Slider captchas avoid some of the issues mentioned; they do this by substituting a slider for a captcha. Users are asked to slide a bar across the screen to prove they are human; slider captchas translate well to mobile, where sliding interactions are common. But, despite being quite effective at stopping bots, slider captchas don’t appear to have a keyboard shortcut, which may cause accessibility issues.
A couple of years back, Google introduced reCaptcha, the solution you are probably most familiar with. On the surface, it appears to use a tick box based captcha, asking the user to verify whether they are a robot or not. Simple, right? However, if Google suspects the user is a robot, it may display images (similar to a visual captcha) and ask the user to select the ones that match the word or phrase.
Google’s reasons for developing reCaptcha are not entirely altruistic—reCaptcha is helping to digitize books and categorize images for Google. Others have raised privacy concerns that Google tries to identify users by capturing more information than the user enters, such as screen size, IP address, a count of mouse and touch events, and whether you have a Google cookie. This is something that is likely to change with the General Data Protection Regulation (GDPR) coming into force this month in the EU, but it not clear what Google intends to do.
Accessibility of reCaptcha is an additional concern. I spoke to a senior accessibility analyst from the Digital Accessibility Centre in Wales, who said of reCaptcha that “the current audio alternative and image only options are not the way forward;” however, he mentioned accessible ‘workarounds,’ such as browser plug-ins Webvisum, Antcpt, and Rumola, which help users with disabilities solve reCaptchas.

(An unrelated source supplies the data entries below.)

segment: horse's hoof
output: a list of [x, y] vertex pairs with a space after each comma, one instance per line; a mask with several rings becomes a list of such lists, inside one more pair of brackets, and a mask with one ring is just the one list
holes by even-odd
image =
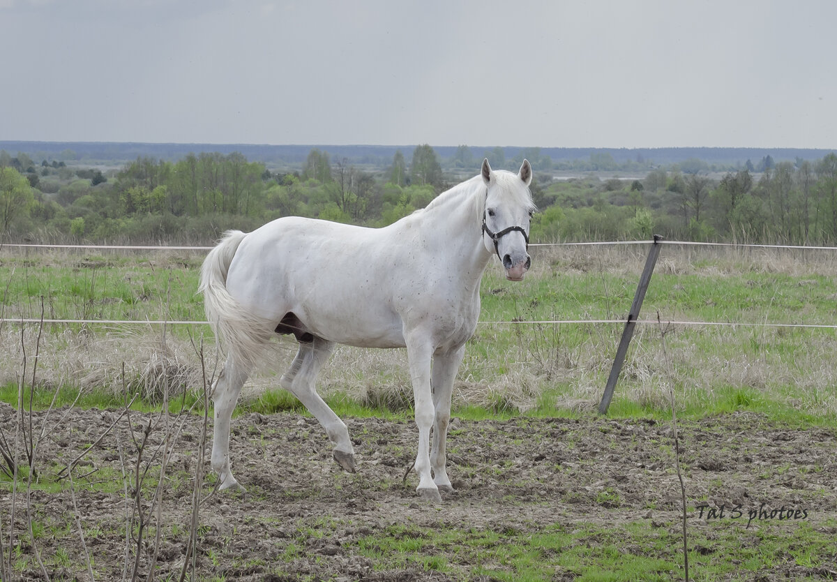
[[427, 501], [430, 502], [441, 503], [442, 495], [439, 492], [439, 489], [431, 489], [430, 487], [418, 487], [416, 489], [418, 493], [418, 497], [422, 498], [422, 501]]
[[355, 472], [354, 453], [344, 453], [342, 451], [335, 451], [333, 456], [334, 460], [337, 461], [337, 465], [340, 465], [344, 470], [350, 473]]
[[232, 476], [228, 476], [226, 479], [221, 482], [221, 485], [218, 486], [218, 491], [228, 490], [228, 491], [237, 491], [241, 493], [247, 492], [247, 490], [244, 488], [244, 486], [237, 482], [235, 478], [233, 477]]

So far no captcha option is accessible to all users, and many provide a poor user experience. But there is one type of captcha—the honey pot—that may have the solution. This least intrusive of options hides a field or tick box in the site’s CSS; the captcha is invisible to humans but readable by bots. If this field is completed, the site knows a bot is trying to access the site.
The honey pot is my favorite of the ones discussed because it does not interrupt the user journey at all, has no user experience of its own to be disappointing, and effectively suits the site’s needs for distinguishing between bot and human. In addition, if it is labelled correctly, it is completely accessible.
Unfortunately, interruptions to the flow of a user’s journey are often unavoidable and sometimes necessary. As practitioners, we need to seek solutions that mitigate the impact of interruptions and consider all users.
As in the honey pot example, how solutions are implemented play a part in shaping the journey, and knowing the pitfalls in the experience can help us design solutions that get around them quickly or avoid them altogether. This is what we should be aiming for, and in doing so we will create much better experiences and happier users.